Négliger l'apprentissage du coréen complique l'accès au logement, aux soins médicaux et aux démarches administratives. Pour la résidence permanente, le TOPIK niveau 5 n'est pas négociable.

Mal justifier ses revenus pour le visa nomade numérique

Le visa F-1-D exige 65 000 USD de revenus annuels, documentés de façon précise. Des revenus légèrement inférieurs ou mal justifiés entraînent un refus immédiat. Relevés bancaires et contrats doivent être complets et cohérents.

Exercer une activité non autorisée par son visa

Travailler pour un employeur local avec un visa étudiant (D-2) ou touristique est une infraction grave. Le Korea Immigration Service effectue des contrôles réguliers, et les conséquences peuvent aller jusqu'à l'expulsion.

Négliger l'enregistrement de séjour

L'obtention de la carte de séjour (ARC) dans les 90 jours suivant l'arrivée est obligatoire pour tout séjour supérieur à 90 jours. Un oubli ou un retard peut entraîner des amendes et compliquer toutes les démarches ultérieures.

Recourir à des intermédiaires non agréés

Certains prestataires proposent des services d'assistance à l'immigration sans qualification reconnue. Il convient de vérifier les accréditations avant de confier ses documents à un tiers, et de privilégier les informations issues des sources officielles.

FAQ

Les francophones ont-ils un avantage particulier pour immigrer en Corée du Sud ?

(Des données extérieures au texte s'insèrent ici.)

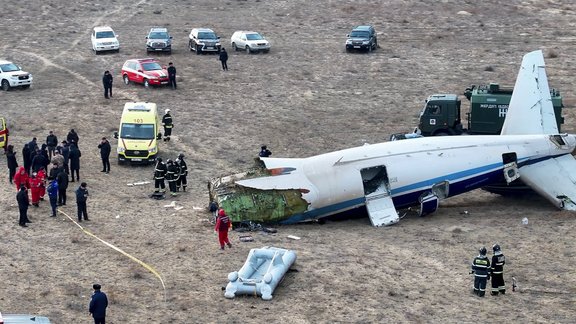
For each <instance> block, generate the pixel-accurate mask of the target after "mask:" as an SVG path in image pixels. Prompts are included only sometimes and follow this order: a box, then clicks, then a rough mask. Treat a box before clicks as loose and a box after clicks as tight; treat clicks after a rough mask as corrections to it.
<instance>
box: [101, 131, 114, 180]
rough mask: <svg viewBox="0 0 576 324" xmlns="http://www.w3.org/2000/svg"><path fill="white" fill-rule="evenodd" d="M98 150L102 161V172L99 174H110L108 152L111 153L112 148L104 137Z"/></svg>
mask: <svg viewBox="0 0 576 324" xmlns="http://www.w3.org/2000/svg"><path fill="white" fill-rule="evenodd" d="M98 148H99V149H100V158H101V159H102V171H100V172H106V173H110V151H112V148H111V147H110V142H108V140H107V139H106V137H102V141H101V142H100V144H98Z"/></svg>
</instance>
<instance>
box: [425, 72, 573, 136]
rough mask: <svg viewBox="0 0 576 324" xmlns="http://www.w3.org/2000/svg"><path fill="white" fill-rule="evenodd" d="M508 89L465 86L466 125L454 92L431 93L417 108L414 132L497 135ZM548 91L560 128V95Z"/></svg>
mask: <svg viewBox="0 0 576 324" xmlns="http://www.w3.org/2000/svg"><path fill="white" fill-rule="evenodd" d="M512 90H513V88H512V87H501V86H500V85H499V84H497V83H490V84H489V85H480V86H471V87H469V88H467V89H466V91H464V96H465V97H466V98H467V99H468V100H469V101H470V111H469V112H467V113H466V121H467V128H465V127H464V126H463V125H462V116H461V109H460V106H461V101H460V98H459V97H458V95H455V94H435V95H431V96H429V97H428V99H426V104H425V105H424V108H423V109H422V111H421V112H420V120H419V123H418V129H417V132H419V134H421V135H423V136H448V135H461V134H480V135H498V134H500V131H501V130H502V125H503V124H504V118H505V117H506V113H507V111H508V105H509V104H510V98H511V97H512ZM550 95H551V97H552V104H553V105H554V113H555V114H556V122H557V124H558V130H560V129H561V128H560V125H561V124H563V123H564V117H562V108H564V105H563V104H562V96H561V95H560V92H559V91H558V90H556V89H551V90H550Z"/></svg>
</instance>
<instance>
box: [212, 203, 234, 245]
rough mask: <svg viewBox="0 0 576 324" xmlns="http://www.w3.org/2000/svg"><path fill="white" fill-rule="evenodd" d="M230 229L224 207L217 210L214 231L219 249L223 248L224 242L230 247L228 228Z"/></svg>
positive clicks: (229, 223)
mask: <svg viewBox="0 0 576 324" xmlns="http://www.w3.org/2000/svg"><path fill="white" fill-rule="evenodd" d="M229 229H230V218H228V216H227V215H226V212H225V211H224V209H220V210H219V211H218V218H216V226H215V227H214V231H216V232H218V242H219V243H220V250H224V246H225V244H227V245H228V247H229V248H232V243H230V240H228V230H229Z"/></svg>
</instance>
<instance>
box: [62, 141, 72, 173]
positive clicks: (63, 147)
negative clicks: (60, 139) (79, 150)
mask: <svg viewBox="0 0 576 324" xmlns="http://www.w3.org/2000/svg"><path fill="white" fill-rule="evenodd" d="M60 153H61V154H62V157H63V158H64V170H65V171H66V174H70V164H69V163H70V145H68V142H67V141H62V149H61V151H60Z"/></svg>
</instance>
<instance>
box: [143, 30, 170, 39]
mask: <svg viewBox="0 0 576 324" xmlns="http://www.w3.org/2000/svg"><path fill="white" fill-rule="evenodd" d="M148 38H149V39H168V38H170V36H168V33H166V32H152V33H150V34H149V35H148Z"/></svg>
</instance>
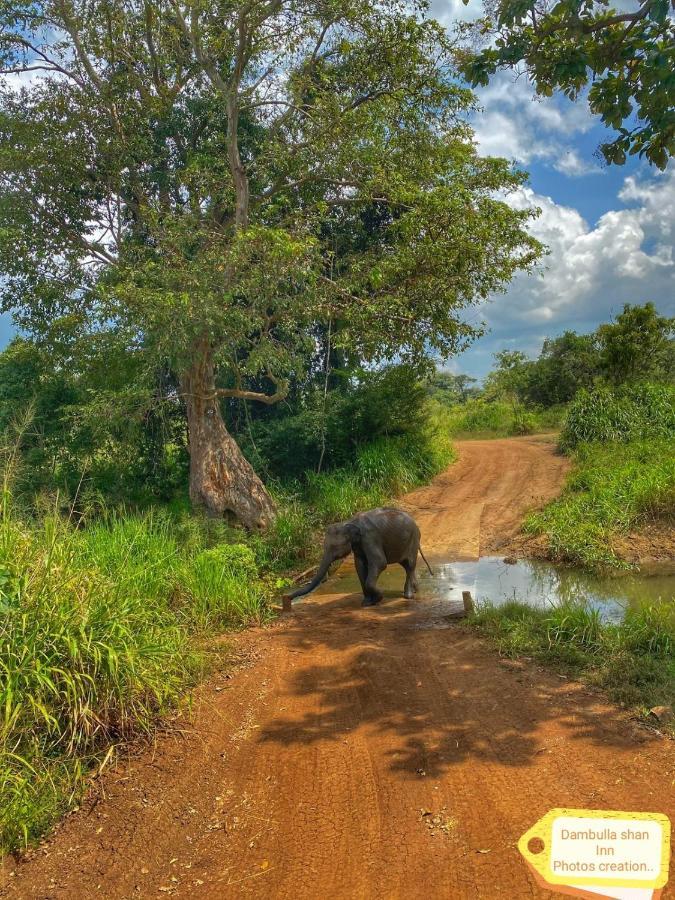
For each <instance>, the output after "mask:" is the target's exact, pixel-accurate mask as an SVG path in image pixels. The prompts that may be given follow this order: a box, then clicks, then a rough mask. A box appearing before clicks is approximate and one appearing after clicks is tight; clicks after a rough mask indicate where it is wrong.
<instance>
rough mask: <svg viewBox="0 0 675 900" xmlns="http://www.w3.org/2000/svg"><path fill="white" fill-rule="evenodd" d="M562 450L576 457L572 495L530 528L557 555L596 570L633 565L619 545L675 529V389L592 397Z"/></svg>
mask: <svg viewBox="0 0 675 900" xmlns="http://www.w3.org/2000/svg"><path fill="white" fill-rule="evenodd" d="M561 445H562V446H563V447H564V448H566V449H567V450H568V451H569V452H571V453H572V454H573V459H574V469H573V471H572V474H571V475H570V477H569V479H568V482H567V485H566V487H565V491H564V493H563V494H562V496H561V497H560V498H558V499H557V500H555V501H553V503H551V504H550V505H549V506H547V507H546V508H545V509H544V510H542V511H541V512H538V513H534V514H533V515H531V516H530V517H529V519H528V520H527V522H526V524H525V528H526V530H527V531H528V532H530V533H532V534H545V535H546V537H547V540H548V546H549V550H550V553H551V555H552V556H553V557H554V558H556V559H561V560H564V561H566V562H572V563H580V564H582V565H585V566H588V567H591V568H602V567H622V566H625V565H626V563H624V562H623V561H622V559H621V557H620V555H619V554H617V552H616V550H615V547H614V545H613V541H614V539H615V538H616V537H617V536H620V535H625V534H628V533H629V532H631V531H639V530H640V528H643V527H645V526H647V525H650V524H655V523H661V524H663V525H664V526H668V527H674V526H675V388H673V387H670V386H667V385H649V384H642V385H639V386H635V387H629V388H625V389H618V390H616V391H609V390H607V389H603V388H601V389H598V390H595V391H590V392H587V391H584V392H583V393H582V394H581V395H580V396H579V397H578V398H577V400H575V402H574V403H573V404H572V406H571V408H570V411H569V414H568V417H567V422H566V425H565V428H564V430H563V432H562V435H561Z"/></svg>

La maîtrise du français en tant que telle ne constitue pas un critère officiel de sélection. Toutefois, des partenariats universitaires franco-coréens existent, et des postes d'enseignants de français (via des établissements privés ou certains programmes publics) sont accessibles aux ressortissants francophones. La connaissance de l'anglais reste plus déterminante pour la plupart des visas de travail.

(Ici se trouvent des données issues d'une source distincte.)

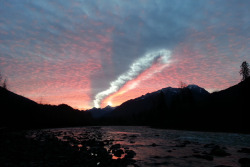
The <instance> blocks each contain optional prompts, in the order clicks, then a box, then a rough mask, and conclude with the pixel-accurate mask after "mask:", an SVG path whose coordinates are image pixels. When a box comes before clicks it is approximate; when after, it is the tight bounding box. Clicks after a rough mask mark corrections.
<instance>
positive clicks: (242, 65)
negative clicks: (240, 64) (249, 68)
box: [240, 61, 250, 81]
mask: <svg viewBox="0 0 250 167" xmlns="http://www.w3.org/2000/svg"><path fill="white" fill-rule="evenodd" d="M240 68H241V69H240V75H242V81H244V80H245V79H246V78H247V77H249V72H250V70H249V65H248V63H247V62H246V61H244V62H243V63H242V64H241V66H240Z"/></svg>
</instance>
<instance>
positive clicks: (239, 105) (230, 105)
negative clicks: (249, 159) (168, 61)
mask: <svg viewBox="0 0 250 167" xmlns="http://www.w3.org/2000/svg"><path fill="white" fill-rule="evenodd" d="M249 100H250V78H247V79H246V80H245V81H242V82H240V83H239V84H237V85H234V86H232V87H230V88H227V89H225V90H222V91H219V92H214V93H211V94H210V93H209V92H207V91H206V90H205V89H203V88H201V87H199V86H197V85H189V86H187V87H185V88H171V87H168V88H163V89H161V90H158V91H156V92H152V93H148V94H146V95H143V96H141V97H138V98H135V99H132V100H128V101H126V102H124V103H123V104H121V105H120V106H118V107H116V108H115V109H114V111H112V112H111V114H110V115H109V119H110V120H113V123H115V124H118V125H119V124H123V125H147V126H148V125H150V126H154V127H161V128H173V129H190V130H209V131H235V132H250V128H249V127H250V126H249V123H248V122H249V121H248V112H249V111H250V110H249V106H248V102H249ZM105 122H108V120H107V119H106V120H105Z"/></svg>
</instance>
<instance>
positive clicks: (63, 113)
mask: <svg viewBox="0 0 250 167" xmlns="http://www.w3.org/2000/svg"><path fill="white" fill-rule="evenodd" d="M0 109H1V110H0V114H1V117H0V127H14V128H46V127H65V126H83V125H90V124H91V123H92V122H93V120H92V116H91V115H90V113H89V112H84V111H79V110H76V109H73V108H72V107H70V106H68V105H66V104H60V105H58V106H57V105H46V104H38V103H36V102H34V101H32V100H30V99H28V98H26V97H23V96H20V95H18V94H15V93H13V92H11V91H9V90H7V89H5V88H2V87H0Z"/></svg>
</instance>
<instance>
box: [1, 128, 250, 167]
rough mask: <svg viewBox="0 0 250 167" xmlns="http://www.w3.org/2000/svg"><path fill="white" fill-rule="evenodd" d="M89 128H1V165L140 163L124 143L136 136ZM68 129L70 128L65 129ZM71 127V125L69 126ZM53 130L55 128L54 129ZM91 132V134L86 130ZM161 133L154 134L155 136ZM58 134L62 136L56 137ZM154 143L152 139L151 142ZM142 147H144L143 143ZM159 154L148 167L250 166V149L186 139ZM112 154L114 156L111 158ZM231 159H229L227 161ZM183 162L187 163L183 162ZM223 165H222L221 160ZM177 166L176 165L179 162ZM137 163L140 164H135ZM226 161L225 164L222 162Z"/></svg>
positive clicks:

Peut-on obtenir la nationalité coréenne ?

La naturalisation est possible après cinq ans de résidence légale continue, mais la Corée du Sud n'autorise généralement pas la double nationalité pour les adultes. Un ressortissant français devrait renoncer à sa nationalité française, sauf cas spécifiques prévus par la loi. Ce point mérite une réflexion approfondie avant de s'engager dans cette voie.

Le visa nomade numérique est-il renouvelable ?

Le visa F-1-D est valable deux ans et n'est pas renouvelable dans la même catégorie à ce jour. À son expiration, le titulaire doit changer de statut (vers un visa de travail si les conditions sont remplies) ou quitter le territoire coréen.

Peut-on faire venir sa famille avec un visa de travail ?

Oui. Les titulaires de visa E-7 ou D-8 peuvent généralement demander un visa de regroupement familial (F-3) pour leur conjoint et leurs enfants mineurs. Dans certains cas, le conjoint peut obtenir l'autorisation d'exercer une activité professionnelle.

Quels sont les délais moyens de traitement des visas ?

Selon le Ministry of Foreign Affairs Republic of Korea, les délais varient selon la catégorie de visa et la charge des consulats. Comptez en général entre deux semaines et deux mois pour les visas de travail courants, et jusqu'à plusieurs mois pour les dossiers complexes.

Conclusion

Immigrer en Corée du Sud représente un projet sérieux, exigeant mais réalisable pour les francophones qui préparent leur dossier avec rigueur. Le pays offre un cadre de vie attractif, une économie solide et des programmes d'immigration diversifiés. Les contraintes sont réelles — seuil de revenus élevé pour le visa nomade numérique, exigences linguistiques pour la résidence permanente, procédures administratives strictes — mais elles sont documentées et prévisibles.

La clé du succès réside dans l'anticipation : choisir le bon visa dès le départ, constituer un dossier complet et s'informer exclusivement auprès des sources officielles. Les raccourcis n'existent pas dans ce système, mais les voies légales sont nombreuses pour qui sait s'y préparer.


Les informations fournies sont à titre indicatif et ne constituent pas un conseil juridique ou d'immigration. Pour toute démarche officielle, consultez les informations officielles publiées par les autorités du pays concerné.